Something which could be easily argued to be a weakness or deficiency of this tea is its mild arrival taste and aroma. If you are looking for a bold flavour this tea simply won’t deliver. What flavour it does have is subtle and does stick to the mouth for a long time though. For me the flavour is interesting and complex; the aroma is where I wish it would perform better. It would be interesting to know if the aroma will remain mild or if it will bloom at some later point.

I have also sampled the 2012 Bana LBZ brick, and it shares a lot of similarities with this tea.  The flavour of the Bana brick is very similar to that of this tea: light, fresh, slight grassy hay, with a mild floral aroma, although the Bana LBZ brick had some fresh corn in it, which this one does not. I think the Bana flavour is stronger than this tea, as is its astringency, but the body effect of this tea is quite clearly stronger.

I will continue comparing and contrasting this tea with other available LBZ, but as it is, I very much enjoy the experience with this tea and it has without question one of the stronger (and very enjoyable) body effects I’ve experienced.

The last photo is spent leaves of TTL LBZ on left and Bana LBZ on the right.

 

 

 

Comments

  1. Cwyn
    November 8, 2016 @ 1:45 am

    I very much enjoyed reading this piece. The background information you obtained via in-person interview is very valuable, especially with a tea invoking so much skepticism. In the end, the tea has to stand on its own.

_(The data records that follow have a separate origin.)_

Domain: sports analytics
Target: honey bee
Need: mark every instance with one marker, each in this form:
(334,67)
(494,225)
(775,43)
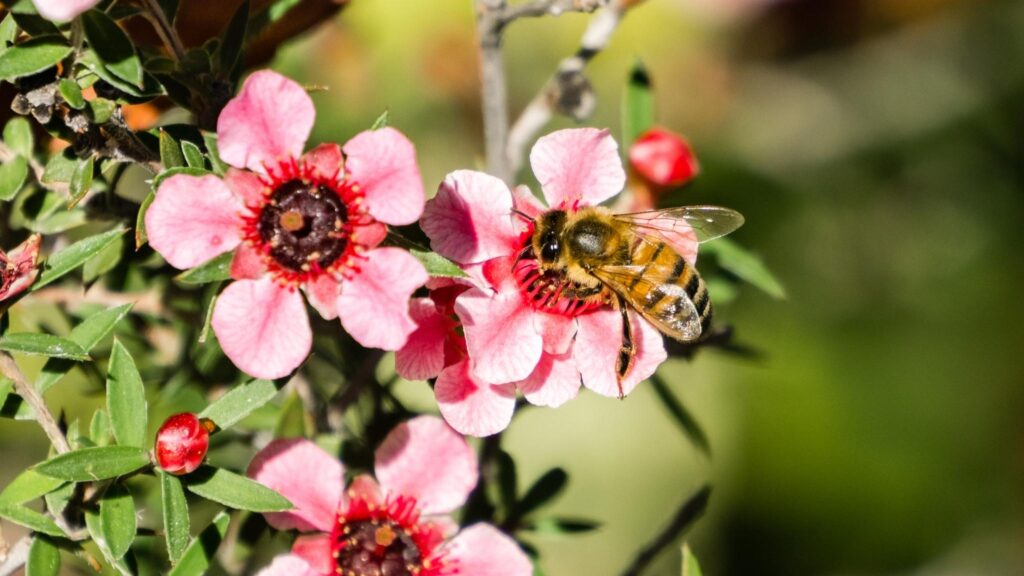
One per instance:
(593,257)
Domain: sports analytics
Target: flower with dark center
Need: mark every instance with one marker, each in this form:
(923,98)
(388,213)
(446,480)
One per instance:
(396,525)
(296,221)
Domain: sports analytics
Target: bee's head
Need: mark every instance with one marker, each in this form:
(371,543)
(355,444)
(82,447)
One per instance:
(547,239)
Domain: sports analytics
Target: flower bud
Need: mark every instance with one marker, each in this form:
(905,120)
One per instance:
(181,443)
(663,158)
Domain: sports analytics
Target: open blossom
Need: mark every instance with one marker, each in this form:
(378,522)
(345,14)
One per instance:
(311,221)
(61,10)
(544,347)
(394,525)
(18,268)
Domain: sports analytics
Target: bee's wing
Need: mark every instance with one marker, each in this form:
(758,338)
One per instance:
(664,304)
(683,224)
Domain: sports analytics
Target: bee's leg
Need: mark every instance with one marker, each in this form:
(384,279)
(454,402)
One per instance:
(628,353)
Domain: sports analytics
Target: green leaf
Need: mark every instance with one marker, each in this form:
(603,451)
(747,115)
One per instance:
(543,491)
(235,491)
(12,176)
(114,526)
(104,261)
(690,566)
(28,486)
(17,135)
(126,398)
(194,156)
(382,120)
(747,266)
(87,334)
(72,93)
(94,463)
(140,235)
(638,106)
(34,55)
(75,255)
(170,152)
(81,181)
(199,556)
(175,516)
(30,519)
(219,166)
(215,270)
(562,526)
(437,265)
(113,46)
(240,402)
(687,424)
(44,558)
(42,344)
(233,39)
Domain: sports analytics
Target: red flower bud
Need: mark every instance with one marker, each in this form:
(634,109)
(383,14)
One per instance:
(181,443)
(664,158)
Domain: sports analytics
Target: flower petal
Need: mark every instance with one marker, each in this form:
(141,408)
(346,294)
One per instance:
(325,160)
(579,165)
(470,219)
(501,336)
(323,295)
(312,480)
(470,406)
(315,550)
(428,460)
(247,186)
(383,163)
(554,381)
(423,355)
(268,122)
(62,10)
(481,549)
(288,565)
(557,330)
(247,262)
(193,219)
(374,303)
(262,327)
(597,346)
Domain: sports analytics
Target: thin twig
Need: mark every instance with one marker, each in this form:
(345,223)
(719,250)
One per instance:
(167,33)
(687,513)
(24,388)
(15,558)
(568,90)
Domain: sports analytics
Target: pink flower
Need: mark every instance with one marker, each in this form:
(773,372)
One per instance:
(18,269)
(62,9)
(311,221)
(396,524)
(519,332)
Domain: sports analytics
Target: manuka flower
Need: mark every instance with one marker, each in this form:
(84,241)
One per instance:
(515,334)
(18,269)
(310,221)
(393,526)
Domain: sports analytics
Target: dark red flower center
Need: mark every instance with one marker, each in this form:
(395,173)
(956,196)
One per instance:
(377,547)
(304,224)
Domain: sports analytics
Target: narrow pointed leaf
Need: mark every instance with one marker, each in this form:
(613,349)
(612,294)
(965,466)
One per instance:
(240,402)
(94,463)
(43,344)
(175,516)
(126,398)
(235,491)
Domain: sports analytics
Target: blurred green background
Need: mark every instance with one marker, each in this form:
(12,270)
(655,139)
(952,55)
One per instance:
(876,149)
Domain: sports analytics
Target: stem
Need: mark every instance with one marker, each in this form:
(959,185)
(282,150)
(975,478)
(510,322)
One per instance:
(691,509)
(9,369)
(167,33)
(494,90)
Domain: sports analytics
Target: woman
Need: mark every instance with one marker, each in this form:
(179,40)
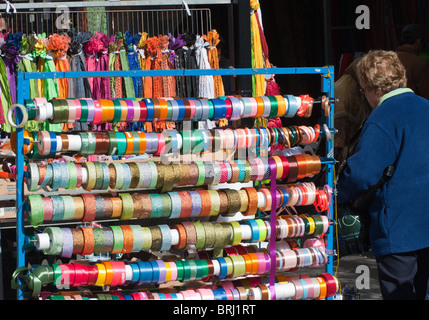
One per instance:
(396,133)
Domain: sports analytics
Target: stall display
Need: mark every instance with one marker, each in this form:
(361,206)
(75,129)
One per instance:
(206,221)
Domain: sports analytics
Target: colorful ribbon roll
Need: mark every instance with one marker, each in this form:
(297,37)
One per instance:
(172,141)
(141,110)
(120,273)
(100,175)
(198,235)
(226,202)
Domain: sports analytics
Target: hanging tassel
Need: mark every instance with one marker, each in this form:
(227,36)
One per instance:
(273,88)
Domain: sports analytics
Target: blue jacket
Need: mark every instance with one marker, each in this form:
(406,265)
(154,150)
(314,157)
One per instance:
(396,132)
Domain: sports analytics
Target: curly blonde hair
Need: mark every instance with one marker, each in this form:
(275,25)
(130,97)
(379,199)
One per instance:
(381,71)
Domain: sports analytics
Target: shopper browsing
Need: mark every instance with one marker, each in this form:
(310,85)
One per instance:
(396,133)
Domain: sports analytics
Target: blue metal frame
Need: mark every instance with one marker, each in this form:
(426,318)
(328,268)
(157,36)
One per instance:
(23,85)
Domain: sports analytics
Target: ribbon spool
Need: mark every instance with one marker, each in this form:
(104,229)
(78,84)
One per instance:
(28,148)
(23,115)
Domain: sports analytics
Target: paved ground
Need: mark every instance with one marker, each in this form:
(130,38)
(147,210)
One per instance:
(359,271)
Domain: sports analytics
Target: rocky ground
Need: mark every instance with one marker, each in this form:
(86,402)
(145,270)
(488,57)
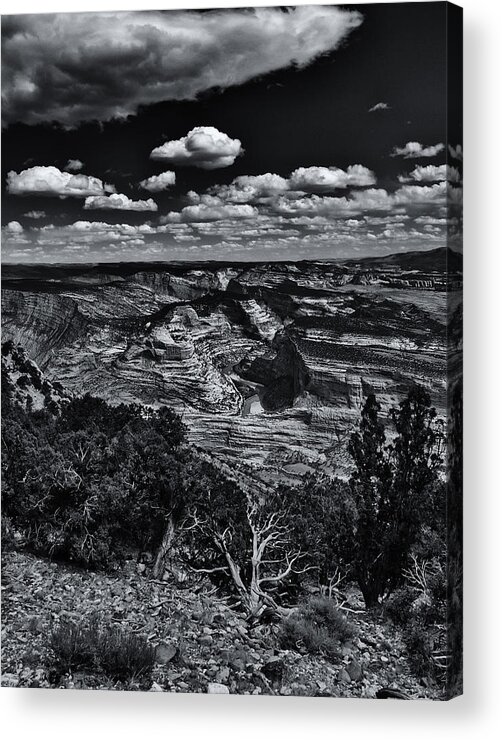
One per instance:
(202,645)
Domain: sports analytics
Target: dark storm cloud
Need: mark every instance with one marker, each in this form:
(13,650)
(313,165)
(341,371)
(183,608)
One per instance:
(83,66)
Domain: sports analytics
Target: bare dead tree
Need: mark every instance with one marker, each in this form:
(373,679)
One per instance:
(270,562)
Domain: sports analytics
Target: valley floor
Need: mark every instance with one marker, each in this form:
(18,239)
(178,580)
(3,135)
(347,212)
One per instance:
(200,640)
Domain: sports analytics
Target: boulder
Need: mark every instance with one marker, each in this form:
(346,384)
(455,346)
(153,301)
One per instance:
(164,653)
(355,671)
(343,676)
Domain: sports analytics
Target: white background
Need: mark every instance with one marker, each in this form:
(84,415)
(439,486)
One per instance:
(40,714)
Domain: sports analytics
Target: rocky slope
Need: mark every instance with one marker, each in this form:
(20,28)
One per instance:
(201,644)
(268,363)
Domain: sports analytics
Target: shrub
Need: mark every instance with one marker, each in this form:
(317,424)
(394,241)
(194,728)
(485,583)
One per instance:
(95,647)
(398,605)
(319,627)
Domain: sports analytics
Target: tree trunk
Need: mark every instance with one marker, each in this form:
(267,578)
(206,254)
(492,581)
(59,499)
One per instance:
(164,547)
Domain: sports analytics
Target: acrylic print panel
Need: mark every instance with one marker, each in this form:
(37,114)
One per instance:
(231,390)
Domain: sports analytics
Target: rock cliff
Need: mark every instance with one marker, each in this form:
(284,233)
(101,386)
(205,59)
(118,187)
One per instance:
(268,363)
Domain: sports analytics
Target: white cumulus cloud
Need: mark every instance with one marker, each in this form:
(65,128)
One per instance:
(415,150)
(14,227)
(203,146)
(379,106)
(51,181)
(203,213)
(156,183)
(432,173)
(118,202)
(322,179)
(74,165)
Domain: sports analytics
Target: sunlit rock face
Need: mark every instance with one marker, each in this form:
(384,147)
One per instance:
(268,364)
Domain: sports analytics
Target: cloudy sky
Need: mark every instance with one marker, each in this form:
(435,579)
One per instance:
(309,133)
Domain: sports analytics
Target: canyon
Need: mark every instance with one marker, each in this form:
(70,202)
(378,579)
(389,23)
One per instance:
(267,363)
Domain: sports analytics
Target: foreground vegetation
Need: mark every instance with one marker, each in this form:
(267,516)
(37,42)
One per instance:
(97,486)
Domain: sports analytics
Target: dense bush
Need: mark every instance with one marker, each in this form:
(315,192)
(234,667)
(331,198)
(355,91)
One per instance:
(396,490)
(319,627)
(398,605)
(94,482)
(101,648)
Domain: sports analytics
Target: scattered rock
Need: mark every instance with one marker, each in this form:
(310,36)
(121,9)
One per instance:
(164,653)
(343,676)
(273,669)
(355,671)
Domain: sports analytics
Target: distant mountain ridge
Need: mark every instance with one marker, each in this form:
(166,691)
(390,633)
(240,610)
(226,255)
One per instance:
(442,259)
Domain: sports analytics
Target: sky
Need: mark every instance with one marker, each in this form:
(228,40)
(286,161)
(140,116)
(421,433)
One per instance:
(316,132)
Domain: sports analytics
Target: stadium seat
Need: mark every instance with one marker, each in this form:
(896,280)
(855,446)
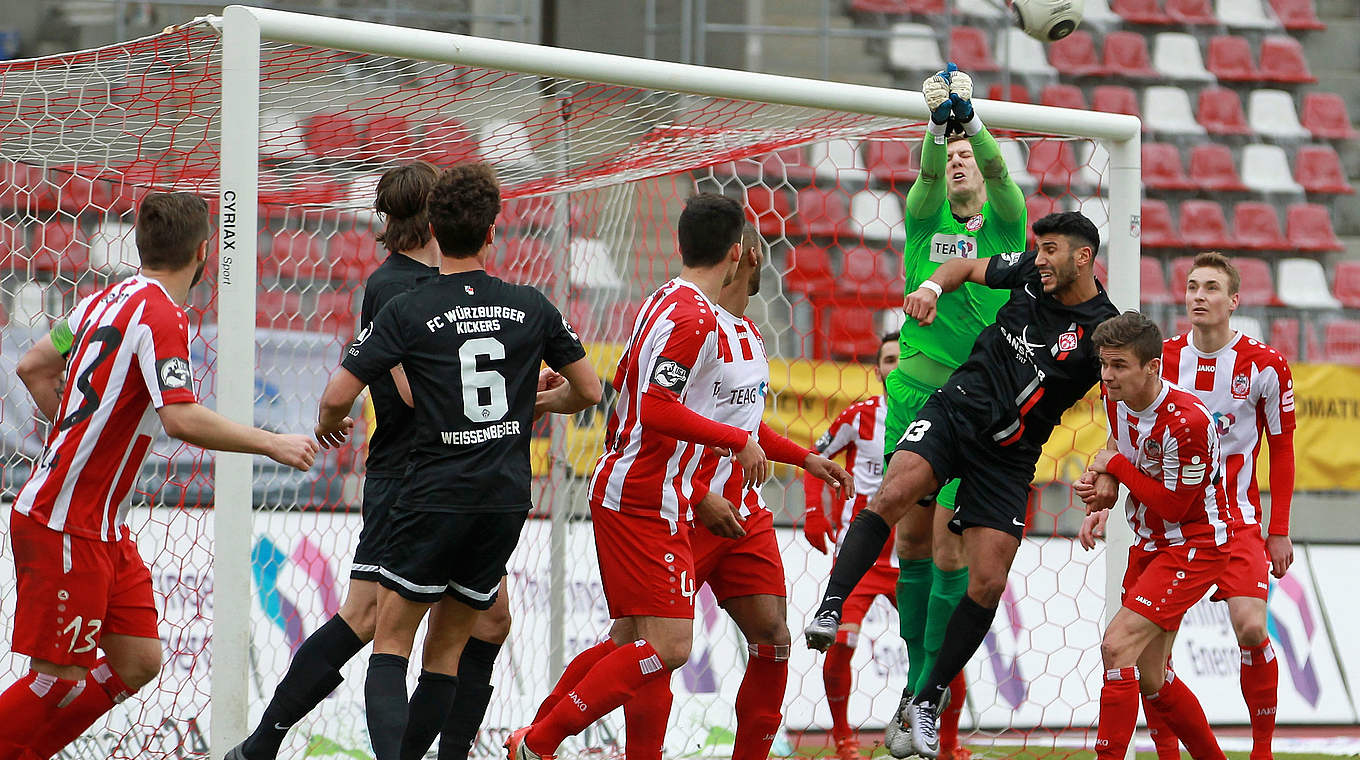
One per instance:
(1283,60)
(1162,169)
(1303,284)
(1220,112)
(1325,114)
(1318,170)
(1167,110)
(1140,11)
(1192,12)
(1212,169)
(1298,15)
(1075,55)
(1158,229)
(1230,59)
(1126,56)
(1270,113)
(1175,55)
(1245,14)
(914,48)
(822,214)
(1204,226)
(1341,341)
(1062,97)
(1266,170)
(1153,282)
(970,49)
(1257,226)
(1345,283)
(1309,227)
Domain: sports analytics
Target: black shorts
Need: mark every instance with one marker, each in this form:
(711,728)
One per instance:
(378,496)
(993,481)
(463,555)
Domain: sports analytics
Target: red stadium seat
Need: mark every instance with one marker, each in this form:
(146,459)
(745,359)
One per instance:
(1341,341)
(1220,112)
(1230,59)
(1076,55)
(1345,283)
(1283,60)
(1192,12)
(1257,226)
(1162,169)
(970,49)
(1062,97)
(1309,227)
(1204,226)
(1126,56)
(1325,114)
(1158,229)
(1318,169)
(1298,15)
(1212,169)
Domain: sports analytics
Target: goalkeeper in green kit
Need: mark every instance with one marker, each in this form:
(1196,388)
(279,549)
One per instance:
(964,204)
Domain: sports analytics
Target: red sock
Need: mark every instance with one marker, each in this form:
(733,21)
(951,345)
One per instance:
(612,680)
(1118,713)
(835,675)
(1182,711)
(573,673)
(949,718)
(1261,691)
(759,700)
(645,719)
(101,689)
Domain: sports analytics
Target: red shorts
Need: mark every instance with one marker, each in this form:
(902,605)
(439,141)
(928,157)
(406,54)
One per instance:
(72,590)
(1164,583)
(1249,566)
(881,579)
(740,567)
(646,566)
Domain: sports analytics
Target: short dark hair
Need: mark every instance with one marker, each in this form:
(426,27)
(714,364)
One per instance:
(1130,331)
(1073,225)
(709,226)
(1215,260)
(170,227)
(401,199)
(463,205)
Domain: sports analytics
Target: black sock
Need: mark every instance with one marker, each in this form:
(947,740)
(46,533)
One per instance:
(967,628)
(430,704)
(385,703)
(469,706)
(861,548)
(312,676)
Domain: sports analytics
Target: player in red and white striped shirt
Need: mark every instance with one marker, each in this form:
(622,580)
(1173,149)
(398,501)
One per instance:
(1164,449)
(641,492)
(121,354)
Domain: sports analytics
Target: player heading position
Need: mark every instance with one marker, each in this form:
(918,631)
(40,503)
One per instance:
(642,492)
(471,347)
(998,408)
(1166,452)
(83,589)
(1249,389)
(963,205)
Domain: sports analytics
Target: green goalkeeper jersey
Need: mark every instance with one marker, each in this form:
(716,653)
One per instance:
(935,235)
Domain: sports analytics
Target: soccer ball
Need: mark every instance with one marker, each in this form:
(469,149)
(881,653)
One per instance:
(1047,21)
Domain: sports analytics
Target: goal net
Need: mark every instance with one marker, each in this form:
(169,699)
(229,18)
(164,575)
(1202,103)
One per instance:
(286,121)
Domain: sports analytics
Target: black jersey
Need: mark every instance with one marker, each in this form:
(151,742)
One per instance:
(471,346)
(389,445)
(1035,362)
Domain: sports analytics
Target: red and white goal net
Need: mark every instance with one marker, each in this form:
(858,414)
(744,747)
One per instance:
(595,170)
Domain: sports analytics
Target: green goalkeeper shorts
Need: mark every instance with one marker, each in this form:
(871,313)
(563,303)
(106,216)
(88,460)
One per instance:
(906,396)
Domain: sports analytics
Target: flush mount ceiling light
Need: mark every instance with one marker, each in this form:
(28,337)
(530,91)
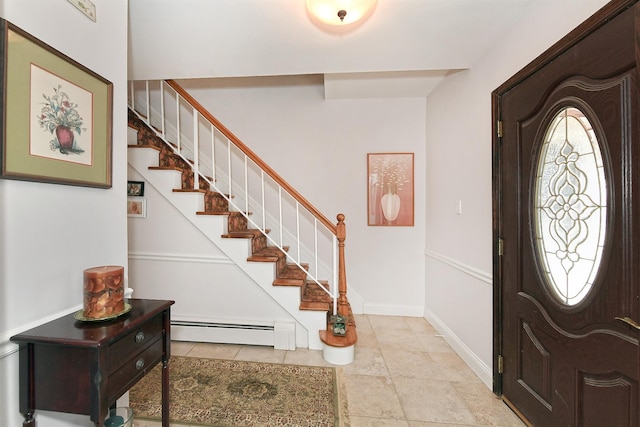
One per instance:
(340,12)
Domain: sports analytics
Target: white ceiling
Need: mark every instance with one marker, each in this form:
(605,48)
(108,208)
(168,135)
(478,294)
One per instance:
(406,46)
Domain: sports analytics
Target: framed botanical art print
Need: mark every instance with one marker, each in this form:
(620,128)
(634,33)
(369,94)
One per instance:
(56,115)
(390,195)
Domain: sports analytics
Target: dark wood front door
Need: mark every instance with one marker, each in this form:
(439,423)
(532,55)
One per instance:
(567,225)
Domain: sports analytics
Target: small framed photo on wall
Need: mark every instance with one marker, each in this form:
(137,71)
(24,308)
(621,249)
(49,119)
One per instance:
(137,207)
(135,188)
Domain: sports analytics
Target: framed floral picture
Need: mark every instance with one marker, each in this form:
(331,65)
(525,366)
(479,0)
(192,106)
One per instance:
(390,195)
(56,115)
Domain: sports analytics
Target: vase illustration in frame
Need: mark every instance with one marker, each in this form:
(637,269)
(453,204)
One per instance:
(390,189)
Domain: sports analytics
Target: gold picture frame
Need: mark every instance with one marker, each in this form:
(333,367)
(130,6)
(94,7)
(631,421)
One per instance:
(390,189)
(56,115)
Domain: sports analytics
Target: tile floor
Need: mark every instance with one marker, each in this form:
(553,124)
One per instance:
(404,375)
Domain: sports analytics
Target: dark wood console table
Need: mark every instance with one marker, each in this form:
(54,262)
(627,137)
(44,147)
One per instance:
(81,367)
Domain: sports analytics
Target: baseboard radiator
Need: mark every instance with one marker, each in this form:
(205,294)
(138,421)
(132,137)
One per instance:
(280,335)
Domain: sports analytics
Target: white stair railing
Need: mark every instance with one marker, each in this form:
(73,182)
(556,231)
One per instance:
(229,167)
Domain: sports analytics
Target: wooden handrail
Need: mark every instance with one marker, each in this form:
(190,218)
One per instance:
(253,156)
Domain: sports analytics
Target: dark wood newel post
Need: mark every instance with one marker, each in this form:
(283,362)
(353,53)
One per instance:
(341,233)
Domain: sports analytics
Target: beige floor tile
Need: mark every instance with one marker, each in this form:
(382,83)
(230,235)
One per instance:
(366,338)
(377,422)
(390,323)
(412,364)
(214,351)
(433,401)
(434,343)
(362,323)
(399,340)
(303,356)
(486,407)
(454,368)
(370,396)
(181,348)
(367,361)
(427,424)
(254,353)
(420,325)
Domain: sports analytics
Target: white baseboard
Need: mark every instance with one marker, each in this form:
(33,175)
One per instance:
(484,372)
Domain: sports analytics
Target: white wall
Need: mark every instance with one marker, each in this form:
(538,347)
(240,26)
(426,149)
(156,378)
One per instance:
(50,233)
(458,247)
(320,147)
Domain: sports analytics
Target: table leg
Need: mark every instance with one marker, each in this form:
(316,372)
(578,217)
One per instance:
(29,420)
(165,393)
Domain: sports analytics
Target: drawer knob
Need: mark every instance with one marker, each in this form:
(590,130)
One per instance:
(140,364)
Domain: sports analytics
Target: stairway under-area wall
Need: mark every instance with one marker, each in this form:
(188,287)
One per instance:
(307,301)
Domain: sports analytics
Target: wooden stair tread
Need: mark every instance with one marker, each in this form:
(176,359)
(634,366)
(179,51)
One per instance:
(213,213)
(189,190)
(165,168)
(291,275)
(244,234)
(268,254)
(144,146)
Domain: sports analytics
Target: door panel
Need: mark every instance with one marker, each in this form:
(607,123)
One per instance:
(572,364)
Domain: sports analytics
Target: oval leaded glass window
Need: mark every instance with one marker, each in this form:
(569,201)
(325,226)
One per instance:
(570,206)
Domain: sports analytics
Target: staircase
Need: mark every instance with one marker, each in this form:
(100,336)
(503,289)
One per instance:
(168,163)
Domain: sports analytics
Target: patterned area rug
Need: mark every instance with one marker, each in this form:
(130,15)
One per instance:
(229,393)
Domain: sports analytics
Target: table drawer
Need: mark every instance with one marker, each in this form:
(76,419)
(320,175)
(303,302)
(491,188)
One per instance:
(134,342)
(135,368)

    It is a bit on the dry side. Mine has regained a bit of fruitiness in the months since I’ve had it, especially due to the rather humid season in my area this year. I’m also aware that old tea can have more of a baby powder scent, with milder flavor, and not as pungent as younger taidicha. No real way of knowing now how much got lost in the dry storage. But you seem to detect quite well subtlety in this tea and the Treachery, takes some experience to recognize.

    Is it real? Well, I’m very very happy I bought one.